On this trip we crossed the Chihuahuan, Sonoran, and Mojave Deserts. By driving across all three, one after the other, I began to see the differences. The Sonoran Desert is the only one with saguaro cactus. The Mojave is the only one with Joshua trees. I don’t remember any distinct flora of the Chihuahuan Desert. Unlike the others, it is a high desert, often above 4,000 feet elevation. I remember only sparse, tufty grass, but perhaps I would notice more if we drove the reverse route now that I have an idea of what to look for.
We were very fortunate with the weather. Durango was mild until the weekend, when it snowed. But the roads were clear the next morning when we left. Before Durango, there was a little light rain briefly near Blanding, Utah, but otherwise we didn’t encounter anything until getting back to Oregon and its blessed moisture.
I like to have a clock on my side of the bed, so that when I wake up I can see whether I can get up or I should roll over and try to sleep some more. When we travel, there is a 50:50 chance the room’s clock will be on my side. On our way to Durango, it was always on my side. I was on a roll! As we started back home, it looked like it might always be on Andrea’s until it became more random. We spent one night on the timeline between Mountain and Pacific time. The motel room clock was on Andrea’s side of the bed, and we couldn’t figure out how to set it anyway. My phone had switched to Pacific time. When I saw in the morning that it was already 5:45, I got up to get some coffee while Andrea slept. It was only on my second cup that I realized the phone had switched back to Mountain time. We got an early start that day.
While on this trip, we tried to stop at as many new-to-us chargers as we could. Although some charger stations had only one or two slots available when we arrived, we had to wait for an open slot only once: in Needles, California. We’d been there before (in 2016 and several times since), but it is in the middle of a long stretch across empty land.

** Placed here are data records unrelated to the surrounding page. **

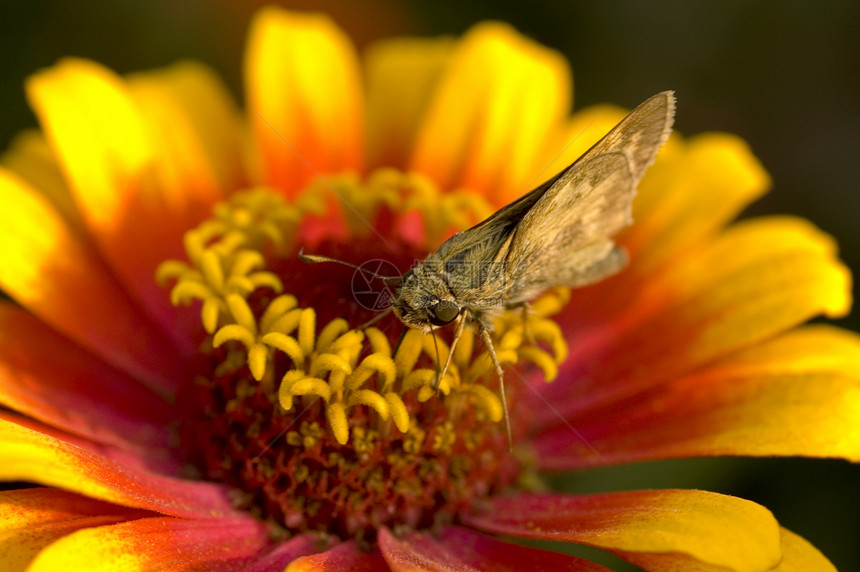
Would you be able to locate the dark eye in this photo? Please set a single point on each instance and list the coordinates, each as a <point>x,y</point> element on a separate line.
<point>444,312</point>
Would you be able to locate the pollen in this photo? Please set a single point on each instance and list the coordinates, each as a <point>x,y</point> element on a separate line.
<point>313,418</point>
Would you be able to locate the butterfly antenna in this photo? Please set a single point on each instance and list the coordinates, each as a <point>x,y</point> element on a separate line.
<point>457,333</point>
<point>317,258</point>
<point>376,318</point>
<point>399,341</point>
<point>485,335</point>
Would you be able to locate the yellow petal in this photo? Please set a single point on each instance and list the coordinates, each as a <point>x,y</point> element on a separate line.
<point>56,274</point>
<point>401,76</point>
<point>690,194</point>
<point>496,104</point>
<point>656,529</point>
<point>189,112</point>
<point>304,98</point>
<point>798,555</point>
<point>157,543</point>
<point>30,157</point>
<point>31,519</point>
<point>109,156</point>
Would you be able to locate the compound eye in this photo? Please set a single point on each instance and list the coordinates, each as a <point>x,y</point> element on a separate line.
<point>444,312</point>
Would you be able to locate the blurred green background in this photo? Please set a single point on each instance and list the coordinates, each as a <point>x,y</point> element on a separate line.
<point>785,75</point>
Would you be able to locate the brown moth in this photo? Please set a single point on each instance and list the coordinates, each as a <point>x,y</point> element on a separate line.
<point>559,234</point>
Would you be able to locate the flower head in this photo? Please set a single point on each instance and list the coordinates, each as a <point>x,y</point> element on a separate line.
<point>189,393</point>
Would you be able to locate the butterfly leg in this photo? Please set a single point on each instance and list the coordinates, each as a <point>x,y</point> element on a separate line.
<point>457,333</point>
<point>488,342</point>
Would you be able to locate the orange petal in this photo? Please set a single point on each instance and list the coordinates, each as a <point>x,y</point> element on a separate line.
<point>798,555</point>
<point>30,157</point>
<point>124,188</point>
<point>284,553</point>
<point>40,376</point>
<point>662,530</point>
<point>812,415</point>
<point>304,98</point>
<point>31,519</point>
<point>160,543</point>
<point>692,191</point>
<point>189,112</point>
<point>346,556</point>
<point>496,104</point>
<point>456,549</point>
<point>794,395</point>
<point>757,280</point>
<point>401,75</point>
<point>58,276</point>
<point>33,455</point>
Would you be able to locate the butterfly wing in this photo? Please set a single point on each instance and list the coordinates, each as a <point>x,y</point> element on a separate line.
<point>559,233</point>
<point>565,236</point>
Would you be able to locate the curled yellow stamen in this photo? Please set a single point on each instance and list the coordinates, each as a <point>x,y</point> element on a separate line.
<point>353,374</point>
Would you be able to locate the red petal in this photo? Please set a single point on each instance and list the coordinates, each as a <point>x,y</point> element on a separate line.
<point>49,378</point>
<point>31,519</point>
<point>794,395</point>
<point>345,557</point>
<point>667,528</point>
<point>160,543</point>
<point>285,553</point>
<point>37,456</point>
<point>458,549</point>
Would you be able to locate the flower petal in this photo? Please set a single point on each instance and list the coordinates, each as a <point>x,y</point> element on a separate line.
<point>117,167</point>
<point>346,556</point>
<point>798,555</point>
<point>797,394</point>
<point>304,97</point>
<point>30,157</point>
<point>56,274</point>
<point>812,415</point>
<point>159,543</point>
<point>31,519</point>
<point>285,553</point>
<point>760,278</point>
<point>661,527</point>
<point>692,191</point>
<point>41,376</point>
<point>188,102</point>
<point>36,456</point>
<point>460,549</point>
<point>401,75</point>
<point>494,108</point>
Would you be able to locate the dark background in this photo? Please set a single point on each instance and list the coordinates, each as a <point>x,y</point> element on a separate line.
<point>782,74</point>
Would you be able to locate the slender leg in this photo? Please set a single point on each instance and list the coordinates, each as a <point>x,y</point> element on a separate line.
<point>457,333</point>
<point>488,341</point>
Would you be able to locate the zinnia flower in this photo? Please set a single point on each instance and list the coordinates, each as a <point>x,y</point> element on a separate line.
<point>188,394</point>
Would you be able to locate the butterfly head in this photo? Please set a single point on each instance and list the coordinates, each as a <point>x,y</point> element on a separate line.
<point>424,301</point>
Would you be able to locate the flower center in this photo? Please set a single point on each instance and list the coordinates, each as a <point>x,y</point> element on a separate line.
<point>320,426</point>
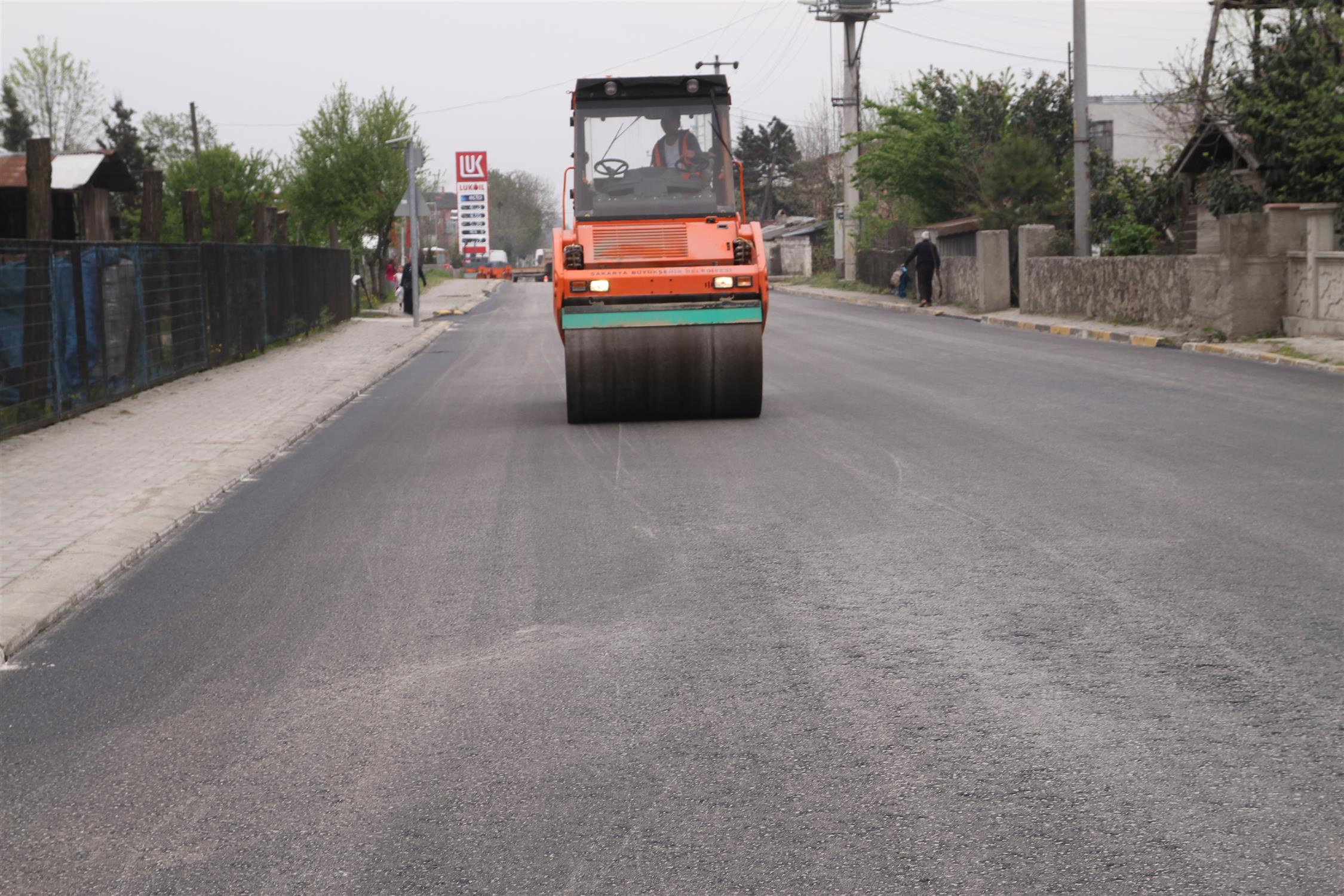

It can only accommodate four cars at time, which is odd to me, since it is a well-travelled route and the closest chargers are in Kingman AZ (63 miles to the east) and Barstow CA (147 miles to the west). On the other hand, I-5 between LA and San Francisco, which is an admittedly much heavier-travelled route, has quite a few chargers, many of which can accommodate between 20 and 40 cars at a time. And they are building more all the time.
It was really good to find that we could still travel. We know there will be a time when we cannot any longer, but that time is not yet. Toward the end of the trip, we considered extending it. But as we got closer to home, we became more focused on getting here. As usual, as I drove toward home that last day, I started planning our next road trip.